Ultimately, the choice depends on your specific use case and personal preference. Both methods are powerful and can be used effectively for filtering data in a Pandas DataFrame.


In [50]:
import pandas as pd

In [51]:
df = pd.DataFrame(
    [[1, 2], [4, 5], [7, 8]],
    index=['cobra', 'viper', 'sidewinder'],
    columns=['max_speed', 'shield']
)

df

Unnamed: 0,max_speed,shield
cobra,1,2
viper,4,5
sidewinder,7,8


#### Single expression


In [52]:
df.query('shield > 4')
# ===
df.loc[df['shield'] > 4]

Unnamed: 0,max_speed,shield
viper,4,5
sidewinder,7,8


#### Multiple expressions


In [53]:
df.query('shield > 4 and shield < 7')
# ===
df.query('4 < shield < 7')
# ===
df.loc[(df['shield'] > 4) & (df['shield'] < 7)]

Unnamed: 0,max_speed,shield
viper,4,5


#### Specific columns


In [54]:
df.query('4 < shield < 7').loc[:, ['shield']]
# ===
df.loc[(df['shield'] > 4) & (df['shield'] < 7), ['shield']]

Unnamed: 0,shield
viper,5


In [55]:
df = pd.read_csv('coffee.csv')

df

Unnamed: 0,day,coffee_type,units_sold
0,Monday,Espresso,25
1,Monday,Latte,15
2,Tuesday,Espresso,30
3,Tuesday,Latte,20
4,Wednesday,Espresso,35
5,Wednesday,Latte,25
6,Thursday,Espresso,40
7,Thursday,Latte,30
8,Friday,Espresso,45
9,Friday,Latte,35


#### Filter if the strings contain 's' (ReGex can also be used)


In [56]:
df.query("day.str.contains(r'mon|nes', case=False)")
# ===
df.loc[df['day'].str.contains(r'mon|nes', case=False)]
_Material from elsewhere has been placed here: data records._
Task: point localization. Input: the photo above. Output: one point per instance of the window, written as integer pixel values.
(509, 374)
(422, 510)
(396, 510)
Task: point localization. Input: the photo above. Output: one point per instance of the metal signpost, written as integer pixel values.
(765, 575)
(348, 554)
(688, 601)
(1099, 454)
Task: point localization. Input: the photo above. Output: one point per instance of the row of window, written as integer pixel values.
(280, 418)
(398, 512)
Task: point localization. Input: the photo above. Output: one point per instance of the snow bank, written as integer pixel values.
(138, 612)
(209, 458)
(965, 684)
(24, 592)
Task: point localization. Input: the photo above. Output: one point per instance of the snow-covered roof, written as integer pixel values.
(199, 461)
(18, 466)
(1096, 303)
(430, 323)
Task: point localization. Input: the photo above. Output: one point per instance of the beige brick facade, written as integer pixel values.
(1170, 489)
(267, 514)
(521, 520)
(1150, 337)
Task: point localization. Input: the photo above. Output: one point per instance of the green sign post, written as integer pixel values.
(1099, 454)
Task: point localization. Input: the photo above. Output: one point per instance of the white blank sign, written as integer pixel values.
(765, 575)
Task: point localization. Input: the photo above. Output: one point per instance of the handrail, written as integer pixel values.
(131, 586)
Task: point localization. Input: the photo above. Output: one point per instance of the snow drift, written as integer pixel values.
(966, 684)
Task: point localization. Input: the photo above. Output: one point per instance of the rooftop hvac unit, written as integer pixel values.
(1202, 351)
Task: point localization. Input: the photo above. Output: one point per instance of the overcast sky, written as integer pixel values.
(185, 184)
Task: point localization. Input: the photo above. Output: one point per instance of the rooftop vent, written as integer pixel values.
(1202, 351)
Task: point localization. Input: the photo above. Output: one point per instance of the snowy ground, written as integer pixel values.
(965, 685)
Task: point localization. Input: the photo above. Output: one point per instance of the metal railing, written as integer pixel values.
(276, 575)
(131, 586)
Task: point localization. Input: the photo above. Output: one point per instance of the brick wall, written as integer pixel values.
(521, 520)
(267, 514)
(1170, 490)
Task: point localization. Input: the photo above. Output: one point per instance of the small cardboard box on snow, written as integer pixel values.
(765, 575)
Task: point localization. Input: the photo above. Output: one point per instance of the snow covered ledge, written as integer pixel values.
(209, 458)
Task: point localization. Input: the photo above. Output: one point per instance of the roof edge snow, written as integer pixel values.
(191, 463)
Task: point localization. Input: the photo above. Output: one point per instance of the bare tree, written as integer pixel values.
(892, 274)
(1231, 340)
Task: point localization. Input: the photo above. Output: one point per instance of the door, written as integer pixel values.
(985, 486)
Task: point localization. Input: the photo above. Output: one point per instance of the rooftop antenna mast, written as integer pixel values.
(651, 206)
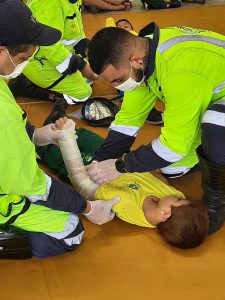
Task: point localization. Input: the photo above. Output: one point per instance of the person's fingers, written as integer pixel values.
(114, 201)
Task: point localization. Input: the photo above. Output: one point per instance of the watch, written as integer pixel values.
(120, 165)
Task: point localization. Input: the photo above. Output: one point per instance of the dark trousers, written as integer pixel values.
(213, 133)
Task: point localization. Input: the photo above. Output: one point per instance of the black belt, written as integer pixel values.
(13, 218)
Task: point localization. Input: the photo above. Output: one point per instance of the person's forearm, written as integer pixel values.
(114, 146)
(74, 163)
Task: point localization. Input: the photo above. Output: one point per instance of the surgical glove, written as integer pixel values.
(102, 172)
(101, 211)
(47, 134)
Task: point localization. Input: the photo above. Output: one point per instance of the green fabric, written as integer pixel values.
(20, 172)
(185, 78)
(36, 219)
(87, 141)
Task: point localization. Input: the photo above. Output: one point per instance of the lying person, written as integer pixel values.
(146, 201)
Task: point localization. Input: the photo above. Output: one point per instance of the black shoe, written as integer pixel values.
(58, 111)
(213, 185)
(155, 117)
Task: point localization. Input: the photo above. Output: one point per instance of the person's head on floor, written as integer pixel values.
(119, 56)
(20, 34)
(183, 225)
(124, 24)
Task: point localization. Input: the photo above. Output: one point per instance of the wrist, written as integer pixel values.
(120, 165)
(88, 208)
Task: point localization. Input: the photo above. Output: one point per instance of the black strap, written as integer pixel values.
(56, 82)
(153, 44)
(13, 218)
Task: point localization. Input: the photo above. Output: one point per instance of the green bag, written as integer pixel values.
(50, 155)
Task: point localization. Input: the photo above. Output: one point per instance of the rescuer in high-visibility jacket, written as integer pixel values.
(61, 67)
(184, 67)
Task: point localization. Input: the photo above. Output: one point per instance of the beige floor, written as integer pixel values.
(118, 260)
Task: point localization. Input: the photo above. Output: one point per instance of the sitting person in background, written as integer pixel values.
(161, 4)
(95, 5)
(146, 200)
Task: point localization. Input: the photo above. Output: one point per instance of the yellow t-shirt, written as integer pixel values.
(133, 188)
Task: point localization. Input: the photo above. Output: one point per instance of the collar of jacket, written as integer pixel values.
(153, 44)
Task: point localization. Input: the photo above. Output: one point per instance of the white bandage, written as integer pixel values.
(74, 163)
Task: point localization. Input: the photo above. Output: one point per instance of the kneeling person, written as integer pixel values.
(145, 200)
Unnamed: 0,day,coffee_type,units_sold
0,Monday,Espresso,25
1,Monday,Latte,15
4,Wednesday,Espresso,35
5,Wednesday,Latte,25


#### Other check if 'x' contain methods


In [57]:
df.loc[
    (df['day'].isin(['Monday', 'Saturday']))
    |  # Bitwise OR
    (df['day'].str.startswith('Sun'))
]

Unnamed: 0,day,coffee_type,units_sold
0,Monday,Espresso,25
1,Monday,Latte,15
10,Saturday,Espresso,45
11,Saturday,Latte,35
12,Sunday,Espresso,45
13,Sunday,Latte,35